The next morning we woke up early to a lovely silvery sheen on the water. After breakfast Johan took us to a Himba village 5-km away. The road had been hand cleared of the larger rocks by the Himba but progress was still torturous and we drove at a walking pace.
After about half an hour we arrived at a ‘village’, a collection of small huts and a cattle enclosure.  Three small children came and hung around our jeep while Johan went to look for the village chief. The little girl was about six. Her head was shaved in an elaborate pattern and had large necklaces around her neck. She copied everything we said; even “you are a little parrot.”

In the meantime Johan entered the village, being careful not to walk between the holy fire and the chief’s house lest bad luck befall the village. An old woman, whose late husband had been the chief, now acted as chief. After she accepted his gift of food that included maize flour, sugar and vaseline we were allowed to enter the village. While we walked toward the village the children took Eitan’s hand and walked him to the village. Later the little boy, about 5 years old came to me and after trying to take off my watch noticed that my shirt was unbuttoned and promptly buttoned up my buttons. The girl tried also but even though she was older she couldn’t do even one. They then lead to us the village.

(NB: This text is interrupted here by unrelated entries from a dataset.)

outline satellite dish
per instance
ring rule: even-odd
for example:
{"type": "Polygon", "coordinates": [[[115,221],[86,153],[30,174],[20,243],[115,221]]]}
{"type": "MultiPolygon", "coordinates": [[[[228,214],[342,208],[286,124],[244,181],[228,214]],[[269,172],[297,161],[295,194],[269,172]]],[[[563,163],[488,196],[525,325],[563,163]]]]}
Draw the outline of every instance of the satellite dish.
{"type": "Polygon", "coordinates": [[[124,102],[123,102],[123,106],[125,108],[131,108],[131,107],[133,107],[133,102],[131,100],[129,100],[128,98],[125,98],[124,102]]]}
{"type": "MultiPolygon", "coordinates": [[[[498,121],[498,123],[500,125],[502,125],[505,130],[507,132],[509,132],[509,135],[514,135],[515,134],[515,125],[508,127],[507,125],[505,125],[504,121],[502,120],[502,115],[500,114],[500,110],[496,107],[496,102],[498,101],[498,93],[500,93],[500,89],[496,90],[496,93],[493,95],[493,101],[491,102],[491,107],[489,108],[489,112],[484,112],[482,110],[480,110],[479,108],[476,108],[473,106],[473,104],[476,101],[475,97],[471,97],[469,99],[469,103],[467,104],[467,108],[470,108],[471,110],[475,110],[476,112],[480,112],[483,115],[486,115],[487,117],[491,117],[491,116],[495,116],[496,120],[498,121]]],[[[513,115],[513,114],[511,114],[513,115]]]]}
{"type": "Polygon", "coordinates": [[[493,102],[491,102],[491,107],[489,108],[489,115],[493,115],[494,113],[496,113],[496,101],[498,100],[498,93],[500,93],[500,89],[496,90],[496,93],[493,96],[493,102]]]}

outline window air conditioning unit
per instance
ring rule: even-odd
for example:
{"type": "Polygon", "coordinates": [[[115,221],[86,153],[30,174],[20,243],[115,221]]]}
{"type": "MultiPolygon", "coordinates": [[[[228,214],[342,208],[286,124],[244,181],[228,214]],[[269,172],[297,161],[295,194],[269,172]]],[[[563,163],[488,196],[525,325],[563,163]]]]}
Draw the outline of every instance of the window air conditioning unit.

The old woman, with an enviable unlined face, was sitting next to a stick shelter. On the other side, just below a ‘pantry’, a young woman was sitting and shaking a gourd filled with milk. Inside the shelter was another woman lying down whom they said had malaria. The chief’s windowless hut was made from clay and I went inside. It was hard to see and the details we only saw later from the photos. At the time I could make out a corner where there were skins (and inkpots or tanning bottles) bowls of curdled milk with lots of flies around and a woman at another corner.

The woman shaking the calabash brought our some necklaces, which we bought without bargaining. She then took off a copper bracelet from her wrist and wanted me to buy that as well. She was unfamiliar with the R50 ($5.00) note that Eitan gave her and also had problem with the arithmetic, so we had to scrounge around until we had enough tens and twenties to make sixty. There were no men in the village. They may have been working at one of the Epupa camps, herding goats or cattle or working in the maize fields. They lived at a very poor level of subsistence farming that was in marked contrast to the elaborateness of their personal grooming and adornment.

With out heads still spinning we set off for the long ride back. That night we slept at Hobatere Lodge bordering Etosha Pan and saw some animals, but not the great herds we had expected. Our last night in Namibia was at Waterberg National Park. We arrived too late for the game drive looking for rhinos and so walked up the hill instead. The view from up was great – the rugged red sandstone covered with lichen, some of it lime green, and below a flat acacia covered plain as far as one could see, only here and there straight lines of dirt roads. We could hear baboons barking and even saw some near our rooms.
Waterberg had been a German camp before WWI and the dining room still reflected the glory of those days. Beautiful chandeliers hung from the wooden ceilings and we were served by waiters dressed in white jackets and bowties. The food was less than mediocre, reflecting the dichotomy between  a glorious past and the present problems of a wonderful country.

The next day we reached Windhoek, did some last-minute shopping, and flew to Johannesburg.